The effect of host inflammation on malaria parasite growth in vivo
Mrs Lianne Lansink
It has become increasingly apparent that asexual intra-erythrocytic Plasmodium parasites can sense and respond to environmental changes in the mammalian host, for example, in nutrient availability. We previously reported host-mediated slowing of the intra-erythrocytic developmental cycle (IDC) during P. berghei ANKA infection in mice. Here, we hypothesized that host pro-inflammatory responses themselves could induce impaired maturation.
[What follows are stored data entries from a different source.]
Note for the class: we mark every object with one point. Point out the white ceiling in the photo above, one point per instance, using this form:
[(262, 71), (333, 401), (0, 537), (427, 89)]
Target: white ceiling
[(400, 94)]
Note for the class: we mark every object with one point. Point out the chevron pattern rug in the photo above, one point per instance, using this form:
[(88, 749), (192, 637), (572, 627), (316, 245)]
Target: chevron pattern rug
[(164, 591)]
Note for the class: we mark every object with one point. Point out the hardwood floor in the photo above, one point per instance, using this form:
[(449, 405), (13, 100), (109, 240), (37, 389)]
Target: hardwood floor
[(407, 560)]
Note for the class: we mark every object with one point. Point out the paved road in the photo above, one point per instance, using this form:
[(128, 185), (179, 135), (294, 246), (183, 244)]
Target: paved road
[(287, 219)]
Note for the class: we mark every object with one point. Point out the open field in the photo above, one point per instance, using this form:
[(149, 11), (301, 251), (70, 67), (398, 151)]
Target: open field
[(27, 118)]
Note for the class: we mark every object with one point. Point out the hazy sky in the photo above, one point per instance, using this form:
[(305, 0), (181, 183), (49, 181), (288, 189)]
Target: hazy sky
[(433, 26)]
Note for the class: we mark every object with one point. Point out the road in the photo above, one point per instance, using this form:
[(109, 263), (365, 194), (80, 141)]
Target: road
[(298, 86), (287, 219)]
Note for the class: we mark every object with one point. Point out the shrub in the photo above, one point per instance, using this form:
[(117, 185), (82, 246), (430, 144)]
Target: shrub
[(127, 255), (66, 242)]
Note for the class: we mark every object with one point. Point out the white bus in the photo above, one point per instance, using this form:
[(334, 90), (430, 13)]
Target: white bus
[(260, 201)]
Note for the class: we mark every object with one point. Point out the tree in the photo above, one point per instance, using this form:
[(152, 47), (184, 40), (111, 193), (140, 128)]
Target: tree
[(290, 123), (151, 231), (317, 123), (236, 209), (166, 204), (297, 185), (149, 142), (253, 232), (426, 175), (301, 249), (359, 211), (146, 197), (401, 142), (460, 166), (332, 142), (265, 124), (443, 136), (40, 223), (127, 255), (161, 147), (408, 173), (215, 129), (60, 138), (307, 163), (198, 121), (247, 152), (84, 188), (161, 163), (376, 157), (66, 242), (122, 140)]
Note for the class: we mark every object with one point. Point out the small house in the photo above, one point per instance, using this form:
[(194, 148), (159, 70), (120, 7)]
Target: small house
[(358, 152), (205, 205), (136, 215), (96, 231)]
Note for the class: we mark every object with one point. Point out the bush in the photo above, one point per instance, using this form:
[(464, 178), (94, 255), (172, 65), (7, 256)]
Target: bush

Consistent with this, systemic treatment of mice with LPS, but not CpG or Poly I:C, triggered impaired in vivo maturation of parasites, which correlated with plasma TNF/IFNγ levels. In vitro culturing experiments suggested the presence of an inhibitory factor in plasma from LPS-treated, or acutely-infected mice. To study responses to host inflammation by heterogeneous, asynchronous, populations of Plasmodium parasites, we constructed a Plasmodium single-cell RNA-seq reference atlas in rag1-/- mice that lack pro-inflammatory responses. Lineage tracing reconstructed a circular progression from early to mature stages, and suggested greater transcriptomic plasticity in ring stages than in schizonts. Ongoing scRNAseq studies will compare the transcriptomic responses of parasites in the presence or absence of a host inflammatory response.